# Some of my fishies



## eyezak (Feb 22, 2008)

I finally stopped being lazy and decided to upload some pics of my :fish:

"T.Reef" Protomelas sp.Stevini Taiwan









"Ruby Red" Aulonocara sp.Rubescens









"Albino Ruby Red" Aulonocara sp.Albino Rubescens









"Yellow Blaze" Otopharynx lithobates









"Star Saphire" Placidochromis sp.Phenochilus Tanzania









"Iceberg Electric Blue" Sciaenochromis Fryeri









"Yellow Lab" Labidochromis Caeruleus









"Black Calvus" Altolamprologus Calvus









"Blue Gold Peacock" Aulonocara korneliae 









Freindly Neighbors









I no longer have the "Blue Gold" I brought him back to the LFS I got him at because I had too much Blues I need some reds or oranges.
But looking at these pics I might just go back and get him


----------



## rgr4475 (Mar 19, 2008)

Nice looking fish. :thumb:


----------



## MightyWarMonger (Mar 20, 2007)

awsome fish :thumb:


----------



## F8LBITEva (Nov 9, 2007)

nice pics, I really like your fish :thumb:


----------



## sickchild (Jan 17, 2006)

Great fish. Would like to see updates at a later date...


----------



## CDMOK (Mar 28, 2008)

That Albino Rubescens is really beautiful. I am usualy quite turned off by albinos, but what a stunner!
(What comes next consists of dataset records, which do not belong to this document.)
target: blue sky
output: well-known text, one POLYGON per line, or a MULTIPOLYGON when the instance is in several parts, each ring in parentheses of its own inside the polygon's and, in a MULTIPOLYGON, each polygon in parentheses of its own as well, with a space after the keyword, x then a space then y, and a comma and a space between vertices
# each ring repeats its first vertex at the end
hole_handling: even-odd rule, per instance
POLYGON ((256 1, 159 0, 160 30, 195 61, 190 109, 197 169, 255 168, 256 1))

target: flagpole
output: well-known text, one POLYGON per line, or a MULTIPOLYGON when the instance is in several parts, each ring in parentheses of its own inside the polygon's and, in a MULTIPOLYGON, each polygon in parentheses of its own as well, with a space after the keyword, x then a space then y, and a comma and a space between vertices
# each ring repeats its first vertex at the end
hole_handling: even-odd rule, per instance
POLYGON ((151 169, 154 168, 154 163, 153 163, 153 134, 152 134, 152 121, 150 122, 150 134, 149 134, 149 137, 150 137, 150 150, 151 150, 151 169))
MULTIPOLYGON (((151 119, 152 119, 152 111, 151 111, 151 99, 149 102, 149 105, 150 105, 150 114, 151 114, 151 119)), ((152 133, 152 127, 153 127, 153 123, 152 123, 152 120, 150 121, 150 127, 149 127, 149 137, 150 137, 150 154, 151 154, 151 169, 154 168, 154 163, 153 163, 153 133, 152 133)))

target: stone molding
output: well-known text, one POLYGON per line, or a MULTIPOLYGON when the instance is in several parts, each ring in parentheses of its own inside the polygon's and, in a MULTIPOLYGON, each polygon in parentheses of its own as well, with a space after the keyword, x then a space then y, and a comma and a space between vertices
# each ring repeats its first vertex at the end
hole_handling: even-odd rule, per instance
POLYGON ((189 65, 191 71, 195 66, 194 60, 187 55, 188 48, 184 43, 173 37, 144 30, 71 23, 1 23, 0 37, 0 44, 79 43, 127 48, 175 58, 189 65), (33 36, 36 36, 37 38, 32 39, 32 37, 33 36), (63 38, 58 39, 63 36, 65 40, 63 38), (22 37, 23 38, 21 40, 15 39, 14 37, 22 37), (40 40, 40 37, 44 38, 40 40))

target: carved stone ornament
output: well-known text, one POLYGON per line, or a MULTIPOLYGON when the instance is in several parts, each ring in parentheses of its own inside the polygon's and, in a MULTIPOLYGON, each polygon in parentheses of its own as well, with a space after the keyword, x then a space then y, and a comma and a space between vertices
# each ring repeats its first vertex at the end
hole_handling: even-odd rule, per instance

I would love to know how the Pheno gets along with the peacocks when he matures. You have a set up similar to the one I plan on having in a few months, only my pheno is a big boy. 

What's the tank size?

Okay - this seems like a good time to ask: What the heck does "sp" mean? Species? Spelling? Neither are consistent enough to make sense. Ahhhh! :-?


----------



## eyezak (Feb 22, 2008)

sp.=species
I have a 60gl and so far the peacocks and the Pheno don't bother each other. I have a yellow lab that is acting like the boss for now.The one I'm worried about is the T.Reef ,he's getting punked by everyone and he is the biggest fish in there :x


----------



## eyezak (Feb 22, 2008)

2 more fish I picked up

Dimidiochromis compressiceps (Albino) Malawi Eye Biter 









Protomelas taeniolatus Super Red Empress


----------



## sickchild (Jan 17, 2006)

Nice fish. Watch out for that Eye biter! Also my T-reef is very passive also. He gets schooled by my other fish too. My Red Empress is the terror in my tank though.


----------



## Desi&lt;3 (Feb 13, 2008)

the look nice................................the best would have to be the albino eye biter!


----------